Earlier this year I purchased a CH Dillon trim die for .223 Remington / 300 Whisper conversion after reading about them here. This has got to be the slickest way to convert brass ever, and if you have a Dillon case trimmer I wholeheartedly recommend it.
I had read about some people's problems with M1S barrels (rounds not chambering, requiring much shorter OAL, etc.) and was concerned that I had made a bad decision in getting one, especially when I loaded my first dummy rounds and could not eject them once chambered. In fact, I also experienced difficulty in getting the bolt carrier into battery. The gun would lock up solid, requiring the tried-and-true “pound the damn operating handle on a table” method to open up. Keep in mind that this was occurring both with cases that were just converted, as well as ones that had been successfully fire-formed.
At first I thought this was due to the bullet contacting the rifling lands, as some others had reported; however, I could not see any clear evidence that the bullet was being engraved.
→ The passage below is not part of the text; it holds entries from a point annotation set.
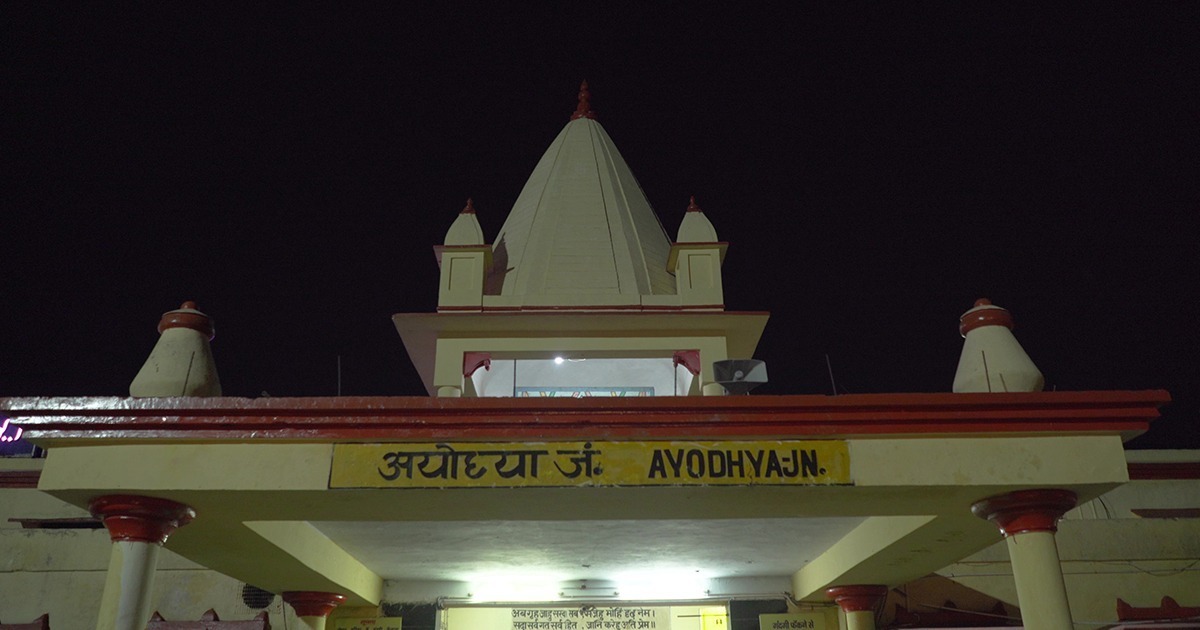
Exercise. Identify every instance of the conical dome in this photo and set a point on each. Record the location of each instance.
(581, 233)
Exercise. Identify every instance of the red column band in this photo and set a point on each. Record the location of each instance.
(312, 603)
(1026, 510)
(858, 597)
(139, 519)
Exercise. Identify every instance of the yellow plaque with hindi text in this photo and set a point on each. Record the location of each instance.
(591, 463)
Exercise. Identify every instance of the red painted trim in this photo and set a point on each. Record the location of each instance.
(583, 109)
(1167, 513)
(94, 420)
(1026, 510)
(858, 597)
(312, 603)
(187, 317)
(141, 519)
(1168, 610)
(1155, 471)
(19, 479)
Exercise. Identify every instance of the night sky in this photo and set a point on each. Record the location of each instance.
(875, 169)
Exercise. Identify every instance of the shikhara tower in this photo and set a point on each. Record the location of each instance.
(583, 274)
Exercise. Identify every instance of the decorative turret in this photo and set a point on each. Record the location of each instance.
(181, 363)
(991, 359)
(465, 261)
(696, 259)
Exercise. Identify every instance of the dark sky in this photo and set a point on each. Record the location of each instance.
(875, 169)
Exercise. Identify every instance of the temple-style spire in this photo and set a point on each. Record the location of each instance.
(585, 108)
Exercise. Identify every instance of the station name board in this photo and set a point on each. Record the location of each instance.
(591, 463)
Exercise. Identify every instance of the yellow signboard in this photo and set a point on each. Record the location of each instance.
(591, 463)
(367, 623)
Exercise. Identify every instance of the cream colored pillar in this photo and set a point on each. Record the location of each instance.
(138, 527)
(312, 606)
(1029, 520)
(859, 603)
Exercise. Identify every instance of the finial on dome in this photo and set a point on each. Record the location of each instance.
(585, 108)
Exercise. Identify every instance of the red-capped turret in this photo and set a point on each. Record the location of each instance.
(991, 358)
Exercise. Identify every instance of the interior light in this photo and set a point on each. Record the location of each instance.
(515, 588)
(664, 585)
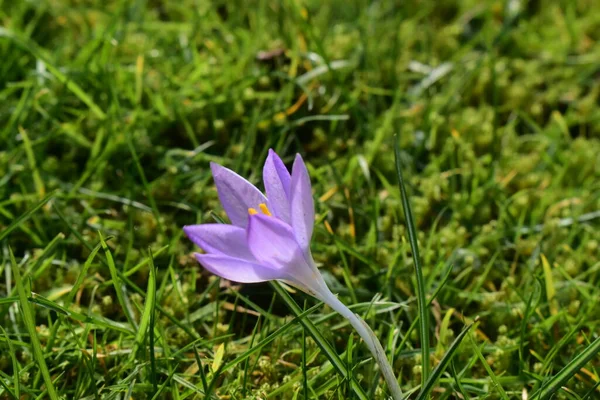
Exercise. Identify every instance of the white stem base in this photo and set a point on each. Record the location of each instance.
(370, 339)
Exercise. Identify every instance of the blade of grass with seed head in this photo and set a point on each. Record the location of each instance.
(412, 237)
(29, 320)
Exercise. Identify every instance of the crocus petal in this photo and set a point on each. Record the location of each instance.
(302, 204)
(272, 242)
(237, 195)
(220, 239)
(277, 185)
(236, 270)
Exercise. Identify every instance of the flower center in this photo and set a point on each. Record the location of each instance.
(263, 208)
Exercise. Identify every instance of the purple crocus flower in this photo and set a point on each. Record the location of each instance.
(269, 239)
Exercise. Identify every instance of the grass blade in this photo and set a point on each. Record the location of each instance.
(558, 380)
(412, 237)
(333, 357)
(25, 216)
(29, 321)
(147, 313)
(116, 281)
(441, 367)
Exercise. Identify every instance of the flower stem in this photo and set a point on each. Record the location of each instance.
(370, 339)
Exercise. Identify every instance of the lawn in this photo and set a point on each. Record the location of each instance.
(481, 277)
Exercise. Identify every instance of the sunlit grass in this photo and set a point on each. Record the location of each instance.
(111, 113)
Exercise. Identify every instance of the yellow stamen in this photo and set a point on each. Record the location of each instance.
(264, 209)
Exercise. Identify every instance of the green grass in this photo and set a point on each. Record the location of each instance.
(111, 112)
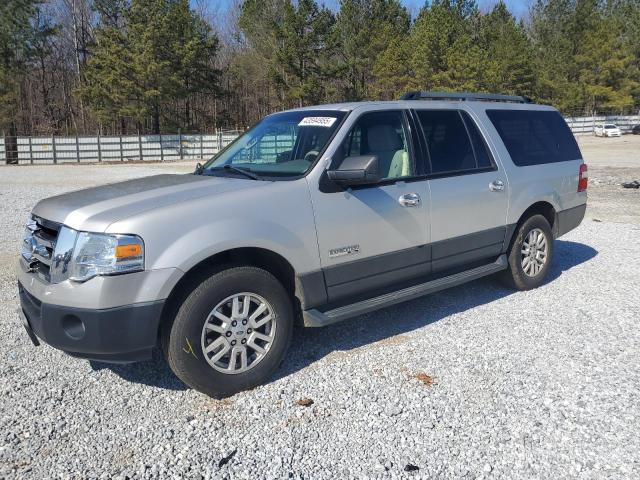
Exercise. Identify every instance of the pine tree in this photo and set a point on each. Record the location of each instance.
(445, 53)
(364, 30)
(509, 54)
(302, 52)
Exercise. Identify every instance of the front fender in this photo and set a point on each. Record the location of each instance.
(230, 234)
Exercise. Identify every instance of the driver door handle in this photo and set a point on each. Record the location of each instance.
(409, 200)
(496, 186)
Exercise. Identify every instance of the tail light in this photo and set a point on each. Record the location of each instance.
(583, 178)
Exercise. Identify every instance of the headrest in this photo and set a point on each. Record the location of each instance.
(383, 138)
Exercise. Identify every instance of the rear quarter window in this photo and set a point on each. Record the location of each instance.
(534, 137)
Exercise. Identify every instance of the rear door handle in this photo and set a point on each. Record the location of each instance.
(496, 186)
(409, 200)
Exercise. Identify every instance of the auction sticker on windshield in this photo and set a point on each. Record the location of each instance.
(317, 121)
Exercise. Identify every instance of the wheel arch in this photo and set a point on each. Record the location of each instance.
(543, 208)
(268, 260)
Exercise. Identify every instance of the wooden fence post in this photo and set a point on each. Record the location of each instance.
(53, 147)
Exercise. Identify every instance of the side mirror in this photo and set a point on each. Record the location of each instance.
(359, 170)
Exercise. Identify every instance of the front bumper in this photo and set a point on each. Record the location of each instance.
(120, 334)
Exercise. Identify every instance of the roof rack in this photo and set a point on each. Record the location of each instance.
(465, 96)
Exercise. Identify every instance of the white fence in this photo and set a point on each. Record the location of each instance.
(179, 146)
(115, 148)
(585, 125)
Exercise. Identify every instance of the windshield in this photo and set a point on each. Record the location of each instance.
(282, 145)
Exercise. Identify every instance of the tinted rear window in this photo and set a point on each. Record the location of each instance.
(535, 137)
(454, 143)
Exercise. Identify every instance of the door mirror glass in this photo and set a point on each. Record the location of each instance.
(356, 170)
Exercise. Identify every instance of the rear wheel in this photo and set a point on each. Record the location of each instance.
(530, 254)
(231, 333)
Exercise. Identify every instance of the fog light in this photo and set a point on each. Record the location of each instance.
(73, 327)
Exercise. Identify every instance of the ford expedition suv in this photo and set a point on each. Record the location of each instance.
(313, 216)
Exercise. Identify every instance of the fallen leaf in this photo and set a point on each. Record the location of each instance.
(223, 461)
(424, 378)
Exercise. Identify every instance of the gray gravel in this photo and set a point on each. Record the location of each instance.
(540, 384)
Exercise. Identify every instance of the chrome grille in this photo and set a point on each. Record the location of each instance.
(42, 244)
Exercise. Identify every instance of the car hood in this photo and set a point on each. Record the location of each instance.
(94, 209)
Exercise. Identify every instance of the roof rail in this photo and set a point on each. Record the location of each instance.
(465, 96)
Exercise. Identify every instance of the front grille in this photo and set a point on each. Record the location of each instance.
(45, 235)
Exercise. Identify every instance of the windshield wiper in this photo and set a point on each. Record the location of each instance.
(241, 171)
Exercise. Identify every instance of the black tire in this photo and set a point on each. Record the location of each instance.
(515, 276)
(182, 341)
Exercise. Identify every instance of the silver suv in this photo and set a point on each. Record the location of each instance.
(313, 216)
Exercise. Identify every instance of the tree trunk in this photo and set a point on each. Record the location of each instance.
(11, 145)
(156, 120)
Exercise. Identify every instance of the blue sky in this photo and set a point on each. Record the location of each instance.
(518, 7)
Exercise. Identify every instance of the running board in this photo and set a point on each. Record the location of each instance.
(316, 318)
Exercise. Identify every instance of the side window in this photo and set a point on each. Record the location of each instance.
(535, 137)
(382, 134)
(449, 145)
(480, 149)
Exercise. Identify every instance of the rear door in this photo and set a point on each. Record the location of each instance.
(370, 237)
(468, 191)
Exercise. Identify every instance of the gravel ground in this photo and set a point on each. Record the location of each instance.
(473, 382)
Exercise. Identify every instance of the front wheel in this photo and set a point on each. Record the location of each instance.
(231, 333)
(530, 254)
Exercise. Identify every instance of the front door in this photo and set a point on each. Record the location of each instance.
(374, 237)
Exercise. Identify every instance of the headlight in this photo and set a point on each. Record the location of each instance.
(102, 254)
(80, 256)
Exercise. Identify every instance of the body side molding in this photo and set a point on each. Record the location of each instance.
(316, 318)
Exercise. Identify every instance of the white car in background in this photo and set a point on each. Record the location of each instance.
(607, 130)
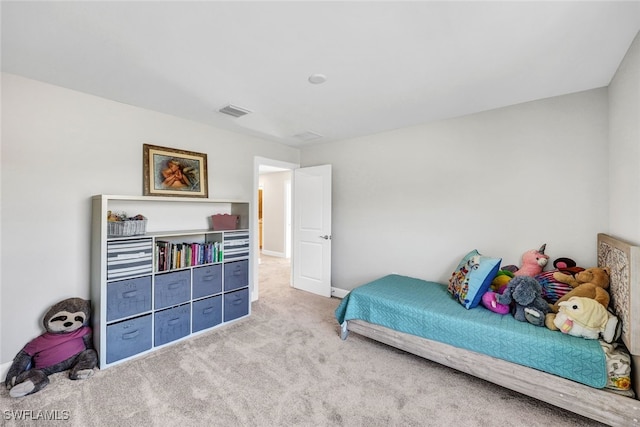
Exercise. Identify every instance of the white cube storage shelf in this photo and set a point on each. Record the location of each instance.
(137, 308)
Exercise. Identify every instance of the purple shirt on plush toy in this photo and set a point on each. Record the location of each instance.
(49, 349)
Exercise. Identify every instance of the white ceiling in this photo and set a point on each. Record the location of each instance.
(388, 64)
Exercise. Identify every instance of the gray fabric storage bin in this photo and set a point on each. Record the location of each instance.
(171, 324)
(207, 313)
(128, 297)
(172, 288)
(236, 304)
(127, 338)
(207, 281)
(236, 275)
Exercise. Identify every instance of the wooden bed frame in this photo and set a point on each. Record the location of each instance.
(597, 404)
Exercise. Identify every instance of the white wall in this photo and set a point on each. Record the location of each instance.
(414, 200)
(60, 147)
(273, 213)
(624, 143)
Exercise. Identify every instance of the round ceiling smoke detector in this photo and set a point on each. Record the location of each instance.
(317, 79)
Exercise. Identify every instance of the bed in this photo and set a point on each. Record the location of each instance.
(473, 341)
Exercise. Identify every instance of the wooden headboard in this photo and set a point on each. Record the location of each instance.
(624, 261)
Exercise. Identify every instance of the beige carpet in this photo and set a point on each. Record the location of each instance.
(285, 365)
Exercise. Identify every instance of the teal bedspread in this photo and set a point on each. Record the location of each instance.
(425, 309)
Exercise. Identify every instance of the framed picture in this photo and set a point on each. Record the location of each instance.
(173, 172)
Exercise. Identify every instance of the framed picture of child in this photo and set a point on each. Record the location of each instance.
(174, 172)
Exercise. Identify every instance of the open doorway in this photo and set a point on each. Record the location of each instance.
(272, 217)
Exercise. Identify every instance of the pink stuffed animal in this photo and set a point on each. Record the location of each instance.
(533, 262)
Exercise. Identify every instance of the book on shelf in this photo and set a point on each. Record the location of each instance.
(171, 256)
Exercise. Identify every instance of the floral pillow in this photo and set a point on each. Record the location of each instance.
(472, 278)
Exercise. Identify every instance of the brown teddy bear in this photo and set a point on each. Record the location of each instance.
(590, 283)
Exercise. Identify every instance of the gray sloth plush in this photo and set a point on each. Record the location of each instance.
(526, 293)
(67, 345)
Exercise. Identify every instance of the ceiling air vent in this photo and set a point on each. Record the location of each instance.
(234, 111)
(307, 136)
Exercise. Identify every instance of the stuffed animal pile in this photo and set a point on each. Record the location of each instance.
(66, 345)
(577, 305)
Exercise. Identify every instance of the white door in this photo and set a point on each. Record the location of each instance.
(311, 261)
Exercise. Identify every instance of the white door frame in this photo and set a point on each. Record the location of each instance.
(255, 241)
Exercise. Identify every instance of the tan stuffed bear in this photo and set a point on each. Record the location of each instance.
(590, 283)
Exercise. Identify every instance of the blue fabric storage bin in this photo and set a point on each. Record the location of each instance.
(172, 324)
(207, 313)
(127, 338)
(207, 280)
(236, 304)
(172, 288)
(128, 297)
(236, 275)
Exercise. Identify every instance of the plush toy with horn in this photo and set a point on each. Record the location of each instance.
(533, 262)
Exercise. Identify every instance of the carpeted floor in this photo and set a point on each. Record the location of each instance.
(285, 365)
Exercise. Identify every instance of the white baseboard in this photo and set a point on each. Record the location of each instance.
(273, 253)
(339, 293)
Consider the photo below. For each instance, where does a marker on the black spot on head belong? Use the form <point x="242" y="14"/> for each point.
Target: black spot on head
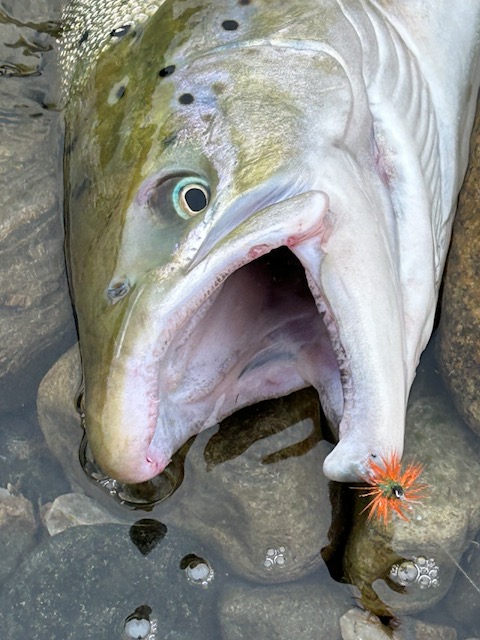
<point x="186" y="98"/>
<point x="169" y="139"/>
<point x="166" y="71"/>
<point x="119" y="32"/>
<point x="230" y="25"/>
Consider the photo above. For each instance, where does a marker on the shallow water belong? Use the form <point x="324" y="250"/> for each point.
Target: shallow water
<point x="240" y="548"/>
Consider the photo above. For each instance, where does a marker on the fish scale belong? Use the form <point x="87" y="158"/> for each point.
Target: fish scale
<point x="88" y="26"/>
<point x="331" y="132"/>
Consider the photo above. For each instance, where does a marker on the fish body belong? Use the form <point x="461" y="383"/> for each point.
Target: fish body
<point x="259" y="199"/>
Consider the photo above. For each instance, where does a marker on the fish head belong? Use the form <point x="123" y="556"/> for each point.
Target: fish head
<point x="230" y="239"/>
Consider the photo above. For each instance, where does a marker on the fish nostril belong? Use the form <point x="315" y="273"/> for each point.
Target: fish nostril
<point x="118" y="289"/>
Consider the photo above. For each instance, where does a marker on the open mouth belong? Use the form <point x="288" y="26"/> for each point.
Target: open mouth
<point x="260" y="335"/>
<point x="245" y="321"/>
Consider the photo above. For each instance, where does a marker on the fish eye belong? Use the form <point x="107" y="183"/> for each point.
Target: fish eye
<point x="190" y="197"/>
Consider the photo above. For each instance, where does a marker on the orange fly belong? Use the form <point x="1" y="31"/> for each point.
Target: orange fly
<point x="392" y="490"/>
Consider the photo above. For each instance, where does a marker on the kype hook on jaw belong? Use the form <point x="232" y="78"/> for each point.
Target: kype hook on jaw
<point x="390" y="489"/>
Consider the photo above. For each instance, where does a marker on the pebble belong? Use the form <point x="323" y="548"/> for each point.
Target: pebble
<point x="89" y="581"/>
<point x="308" y="611"/>
<point x="73" y="510"/>
<point x="439" y="527"/>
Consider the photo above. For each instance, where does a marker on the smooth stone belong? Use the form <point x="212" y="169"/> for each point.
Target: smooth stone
<point x="357" y="624"/>
<point x="301" y="611"/>
<point x="58" y="417"/>
<point x="255" y="485"/>
<point x="26" y="461"/>
<point x="439" y="527"/>
<point x="463" y="600"/>
<point x="36" y="320"/>
<point x="460" y="318"/>
<point x="74" y="510"/>
<point x="255" y="490"/>
<point x="17" y="530"/>
<point x="88" y="582"/>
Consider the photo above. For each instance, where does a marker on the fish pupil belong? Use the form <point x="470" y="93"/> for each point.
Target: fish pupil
<point x="166" y="71"/>
<point x="186" y="98"/>
<point x="121" y="31"/>
<point x="196" y="199"/>
<point x="230" y="25"/>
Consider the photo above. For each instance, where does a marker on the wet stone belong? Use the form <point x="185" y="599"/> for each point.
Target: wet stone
<point x="440" y="526"/>
<point x="25" y="459"/>
<point x="255" y="491"/>
<point x="459" y="352"/>
<point x="17" y="530"/>
<point x="58" y="417"/>
<point x="73" y="510"/>
<point x="36" y="321"/>
<point x="356" y="624"/>
<point x="302" y="611"/>
<point x="463" y="600"/>
<point x="87" y="582"/>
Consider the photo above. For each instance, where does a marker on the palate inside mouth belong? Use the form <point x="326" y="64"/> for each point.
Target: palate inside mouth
<point x="260" y="336"/>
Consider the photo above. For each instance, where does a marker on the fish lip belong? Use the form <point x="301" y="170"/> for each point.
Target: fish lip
<point x="182" y="313"/>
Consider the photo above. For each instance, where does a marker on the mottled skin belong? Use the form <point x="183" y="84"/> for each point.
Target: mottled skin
<point x="336" y="129"/>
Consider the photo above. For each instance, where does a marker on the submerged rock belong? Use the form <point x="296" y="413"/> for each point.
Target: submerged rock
<point x="460" y="311"/>
<point x="88" y="582"/>
<point x="17" y="530"/>
<point x="255" y="490"/>
<point x="73" y="510"/>
<point x="301" y="611"/>
<point x="357" y="624"/>
<point x="440" y="526"/>
<point x="463" y="601"/>
<point x="36" y="321"/>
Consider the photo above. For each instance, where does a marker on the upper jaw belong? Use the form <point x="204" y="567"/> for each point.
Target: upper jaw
<point x="161" y="312"/>
<point x="366" y="399"/>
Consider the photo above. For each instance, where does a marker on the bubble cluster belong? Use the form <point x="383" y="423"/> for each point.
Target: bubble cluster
<point x="419" y="570"/>
<point x="91" y="26"/>
<point x="274" y="557"/>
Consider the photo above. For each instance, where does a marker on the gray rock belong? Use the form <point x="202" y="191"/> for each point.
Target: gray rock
<point x="459" y="343"/>
<point x="35" y="312"/>
<point x="253" y="487"/>
<point x="463" y="600"/>
<point x="424" y="631"/>
<point x="57" y="415"/>
<point x="17" y="530"/>
<point x="256" y="490"/>
<point x="356" y="624"/>
<point x="439" y="527"/>
<point x="26" y="461"/>
<point x="85" y="583"/>
<point x="74" y="510"/>
<point x="301" y="611"/>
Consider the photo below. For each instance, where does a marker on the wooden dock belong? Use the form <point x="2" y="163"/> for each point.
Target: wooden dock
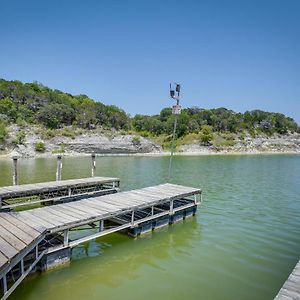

The weird thing was that seating the bullet to a deeper depth seemed to fix the problem for some cases, but not others.
Next I started playing with my crimping die, thinking that the case mouth was still somewhat belled. This moved a few more cases into the “go” pile, but my case rejection rate (based on chamberability) was still about 1 in 3. I was beginning to fear that I would have to carefully chamber check every case I ever made before loading it.
Third, because some here had written about case length issues, I tried trimming some cases shorter, which netted me a few more “go” cases, but not all. I hit a few cases with layout die, and started to see where the real problem was—rubbing from about the case mouth to about halfway back to the shoulder.
I had known that case wall thickness had been reported as a problem with military brass, so I started looking closely at the headstamp mix I was using. Lo and behold, all of my rejected cases were PMC cases with the “small letter” headstamp. The rest were Lake City of various vintages ('81 - '06), all of which worked great. Some PMCs worked well, but even some of them would hang up after a couple of reloads.
Now, comparing the LC and PMC cases, I think I have a good rule of thumb for rejecting a particular headstamp prior to making a bunch and function testing them. After trimming and resizing a single case with the CH die in the Dillon 1200, I then run it through my Redding resizing die with the expander ball in place. If, after this, the case mouth wall thickness measures less than 0.0125 in., the case will almost certainly perform well. All the PMC cases I had mic at 0.014”– 0.0165”. In addition, if the case mouth outside dimension exceeds about 0.326, it will likely be a problem.
I have been able to load out to 2.2" OAL with LC brass now with no problems. Loading long and allowing the bullet to contact the rifling shows a max OAL of about 2.215" in this barrel.
Last night I tried a few other headstamps including FC, RP, TZZ, and they measure within the specs I note above. I will go through the rest of the
headstamps that I have and try to verify each one.
I hope this information is helpful to have in one place. If other M1S owners would chime in I’d appreciate it to see if this information works for you too.
Last edited by carcass; 10-05-2008 at 01:10 PM.
Reason: Edited to note that PMP headstamp does NOT work.